Dans ce contexte, les organisations culturelles doivent se positionner face aux défis politiques et porter prioritairement la cause de la paix dans l’espace public. Ils devront chercher à atteindre la jeunesse des classes moyennes et populaires pour générer le changement endogène et garantir la pérennité des accords de paix signés. Au niveau social, il est du devoir des forces religieuses de consolider les relations entre les organisations interreligieuses, en maintenant leur présence dans les activités culturelles visant les classes populaires et nonobstant la résistance d’une certaine intelligentsia. Au niveau diplomatique, le jeu politique nécessite un investissement dans les solutions ad hoc multidisciplinaires.
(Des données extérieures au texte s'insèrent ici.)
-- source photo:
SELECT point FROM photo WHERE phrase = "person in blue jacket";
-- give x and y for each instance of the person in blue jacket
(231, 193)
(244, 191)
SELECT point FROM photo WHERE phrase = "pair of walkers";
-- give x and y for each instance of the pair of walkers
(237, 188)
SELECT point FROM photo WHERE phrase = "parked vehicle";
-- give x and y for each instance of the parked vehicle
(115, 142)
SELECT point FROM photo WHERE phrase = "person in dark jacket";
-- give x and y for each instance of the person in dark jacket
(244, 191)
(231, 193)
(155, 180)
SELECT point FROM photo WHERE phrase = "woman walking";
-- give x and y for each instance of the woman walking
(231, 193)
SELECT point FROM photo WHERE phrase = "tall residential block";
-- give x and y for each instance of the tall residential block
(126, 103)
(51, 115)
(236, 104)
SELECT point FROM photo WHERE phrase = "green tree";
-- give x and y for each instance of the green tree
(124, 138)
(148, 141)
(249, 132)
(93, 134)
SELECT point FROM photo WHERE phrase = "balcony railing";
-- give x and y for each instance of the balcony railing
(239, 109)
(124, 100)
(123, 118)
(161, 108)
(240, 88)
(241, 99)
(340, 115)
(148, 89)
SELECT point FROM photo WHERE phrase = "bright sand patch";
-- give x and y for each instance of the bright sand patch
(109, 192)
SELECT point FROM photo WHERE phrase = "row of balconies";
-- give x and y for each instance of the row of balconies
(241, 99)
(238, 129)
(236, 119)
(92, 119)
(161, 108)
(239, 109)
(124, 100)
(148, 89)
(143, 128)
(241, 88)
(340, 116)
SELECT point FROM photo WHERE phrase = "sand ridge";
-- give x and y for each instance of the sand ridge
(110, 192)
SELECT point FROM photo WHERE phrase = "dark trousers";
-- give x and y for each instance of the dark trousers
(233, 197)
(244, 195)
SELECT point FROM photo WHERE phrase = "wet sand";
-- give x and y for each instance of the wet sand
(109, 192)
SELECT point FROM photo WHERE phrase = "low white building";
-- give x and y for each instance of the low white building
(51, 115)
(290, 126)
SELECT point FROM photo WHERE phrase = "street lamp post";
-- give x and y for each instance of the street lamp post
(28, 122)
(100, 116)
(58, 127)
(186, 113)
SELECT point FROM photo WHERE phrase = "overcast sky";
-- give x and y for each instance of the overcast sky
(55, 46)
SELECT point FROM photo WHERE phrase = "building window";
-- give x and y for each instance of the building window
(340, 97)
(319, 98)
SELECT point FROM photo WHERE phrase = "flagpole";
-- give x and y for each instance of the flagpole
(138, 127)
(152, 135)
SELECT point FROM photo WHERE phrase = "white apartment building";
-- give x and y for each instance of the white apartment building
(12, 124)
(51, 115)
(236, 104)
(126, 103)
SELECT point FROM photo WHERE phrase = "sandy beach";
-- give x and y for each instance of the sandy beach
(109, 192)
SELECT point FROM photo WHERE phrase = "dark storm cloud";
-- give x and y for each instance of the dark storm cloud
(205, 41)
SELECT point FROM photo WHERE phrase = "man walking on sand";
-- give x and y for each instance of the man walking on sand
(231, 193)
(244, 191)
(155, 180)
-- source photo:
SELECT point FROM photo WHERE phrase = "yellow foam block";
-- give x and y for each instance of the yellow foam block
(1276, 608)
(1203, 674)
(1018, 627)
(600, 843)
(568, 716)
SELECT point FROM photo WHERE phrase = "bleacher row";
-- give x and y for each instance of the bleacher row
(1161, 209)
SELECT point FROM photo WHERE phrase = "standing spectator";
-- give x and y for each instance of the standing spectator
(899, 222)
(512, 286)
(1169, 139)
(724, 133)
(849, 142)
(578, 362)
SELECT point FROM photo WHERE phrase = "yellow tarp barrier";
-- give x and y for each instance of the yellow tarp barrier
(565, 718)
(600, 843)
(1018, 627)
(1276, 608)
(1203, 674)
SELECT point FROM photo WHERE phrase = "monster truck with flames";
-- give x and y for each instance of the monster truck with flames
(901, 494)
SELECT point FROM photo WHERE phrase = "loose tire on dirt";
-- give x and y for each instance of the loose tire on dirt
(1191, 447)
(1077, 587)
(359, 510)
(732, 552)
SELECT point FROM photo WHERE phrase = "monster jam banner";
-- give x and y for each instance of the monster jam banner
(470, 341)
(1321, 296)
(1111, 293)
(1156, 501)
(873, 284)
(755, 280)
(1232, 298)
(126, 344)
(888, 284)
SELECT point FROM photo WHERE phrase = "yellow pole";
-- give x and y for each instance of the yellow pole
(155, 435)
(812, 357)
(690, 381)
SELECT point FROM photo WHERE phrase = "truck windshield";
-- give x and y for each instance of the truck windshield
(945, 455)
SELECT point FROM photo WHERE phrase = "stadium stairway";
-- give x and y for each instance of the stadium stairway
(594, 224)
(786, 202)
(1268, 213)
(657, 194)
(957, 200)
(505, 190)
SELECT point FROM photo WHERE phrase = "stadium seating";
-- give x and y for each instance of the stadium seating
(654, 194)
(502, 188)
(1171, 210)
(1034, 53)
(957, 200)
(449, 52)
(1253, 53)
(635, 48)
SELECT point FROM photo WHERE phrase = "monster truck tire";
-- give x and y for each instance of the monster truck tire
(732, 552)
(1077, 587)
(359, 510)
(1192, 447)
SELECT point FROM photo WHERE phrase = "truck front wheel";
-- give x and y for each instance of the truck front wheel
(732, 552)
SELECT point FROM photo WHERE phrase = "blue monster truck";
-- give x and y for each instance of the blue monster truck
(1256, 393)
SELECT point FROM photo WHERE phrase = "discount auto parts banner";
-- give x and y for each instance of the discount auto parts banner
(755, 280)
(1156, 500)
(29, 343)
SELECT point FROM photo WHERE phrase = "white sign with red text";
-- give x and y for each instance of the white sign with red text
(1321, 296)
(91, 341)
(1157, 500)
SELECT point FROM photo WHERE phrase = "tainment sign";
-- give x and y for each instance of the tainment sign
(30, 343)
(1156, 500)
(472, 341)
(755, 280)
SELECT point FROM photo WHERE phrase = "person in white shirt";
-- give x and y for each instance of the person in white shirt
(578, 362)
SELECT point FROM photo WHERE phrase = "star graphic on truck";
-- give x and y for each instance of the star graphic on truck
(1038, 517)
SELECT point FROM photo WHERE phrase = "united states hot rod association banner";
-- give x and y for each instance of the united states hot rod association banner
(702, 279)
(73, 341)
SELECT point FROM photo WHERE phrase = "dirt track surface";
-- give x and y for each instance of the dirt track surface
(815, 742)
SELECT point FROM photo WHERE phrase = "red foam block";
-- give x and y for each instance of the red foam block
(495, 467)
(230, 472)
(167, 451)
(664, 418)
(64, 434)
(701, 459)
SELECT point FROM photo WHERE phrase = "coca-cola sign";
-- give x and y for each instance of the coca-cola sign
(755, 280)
Le renforcement du pouvoir associatif est une nécessité puisqu’il détient la balance du pouvoir réel. La force vectrice de toute victoire demeure la capacité d’intégrer les différences avec des visées constructives. In fine, pour réussir en tant que véritables pacifistes, les organismes artistiques et religieux devraient s’efforcer de mener le leadership de leurs projets, même en temps de guerre.

In fine, les déterminants religieux et culturels sont les éléments vitaux sur lesquels toute la diplomatie devrait reposer. Le déterminant religieux vise à produire une pensée modérée des solutions politiques et à promouvoir culturellement le vivre ensemble. Pour soutenir cette initiative à long terme, ne devrait-on pas élargir le discours religieux officiel aux groupes minoritaires ? Sur ce registre, est-il possible de voir le grand rabbin du Maroc porter un discours face au Commandeur des croyants lors des activités religieuses islamiques ? En effet, un tel geste gravera l’institution de l’Émirat des Croyants, dans un élan de rayonnement religieux, propulsera sa légitimité comme le Commandeur de tous les croyants et consolidera son expansion spirituelle outre-mer.